We need to be able to tell the signer which branch it ought to follow when deciding the redemption requirements. It cannot know which set of publicKeys/signatures to extract unless signatures already exist, or the user tells us using the opts before any signatures are added. (A convention for writing branch specifiers exists, details don't matter here)

MAST

With MAST, there are different modes of operation:

  1. We can pass in a partial MAST tree (a single MAST redeem path), which means we only know how to sign that branch, and cannot validate that other solutions are a part of the MAST root.

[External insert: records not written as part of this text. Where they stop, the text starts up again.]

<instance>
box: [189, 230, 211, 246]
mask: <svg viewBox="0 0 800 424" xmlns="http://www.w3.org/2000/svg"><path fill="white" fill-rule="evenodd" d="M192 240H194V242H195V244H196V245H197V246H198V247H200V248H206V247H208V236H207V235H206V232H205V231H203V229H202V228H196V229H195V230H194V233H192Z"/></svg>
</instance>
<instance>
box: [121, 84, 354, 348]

  2. we can pass the entirity of the scripts that form the MAST tree, which means we can validate ALL solutions, and sign any of them once a branch descriptor is provided.

Both of these would be separate fields on the signing options object, we should enforce that only one can be passed at once, and we like always will be connecting the full MAST root/partial MAST tree is committed to using a V1 witness program.

IF scripts, VERIFY operations, dynamic steps

When we get into signature parsing with multple opcodes, we need to actually mutate the stack when evaluating that a certain steps signatures were provided

We know from the pathData, exactly what the next value consumed by OP_IF and OP_NOTIF would be, therefore we know that the last op (within reason, set sensible limitations as constraints to avoid snakeoil signing & invalid sigs) evaluates to true or false, which informs whether we expect signatures to parse, or whether OP_0's were expected instead..

So, when we have a stack, and run the first opcode on it (first signatures extracted), and the operation is CHECKSIG, we have to push true or false to the stack, because otherwise OP_IF wouldn't find a value there (it would see it in pathData, but extraction is interplay between OP_IF/OP_NOTIF handling and standard templated signing/extraction)

so if we extract a P2PK ([sig]), we must push the resulting boolean value to the stack. If it was P2PKH-Verify, we don't push it. Same with multisig. if it wasn't verify, we push true onto the stack.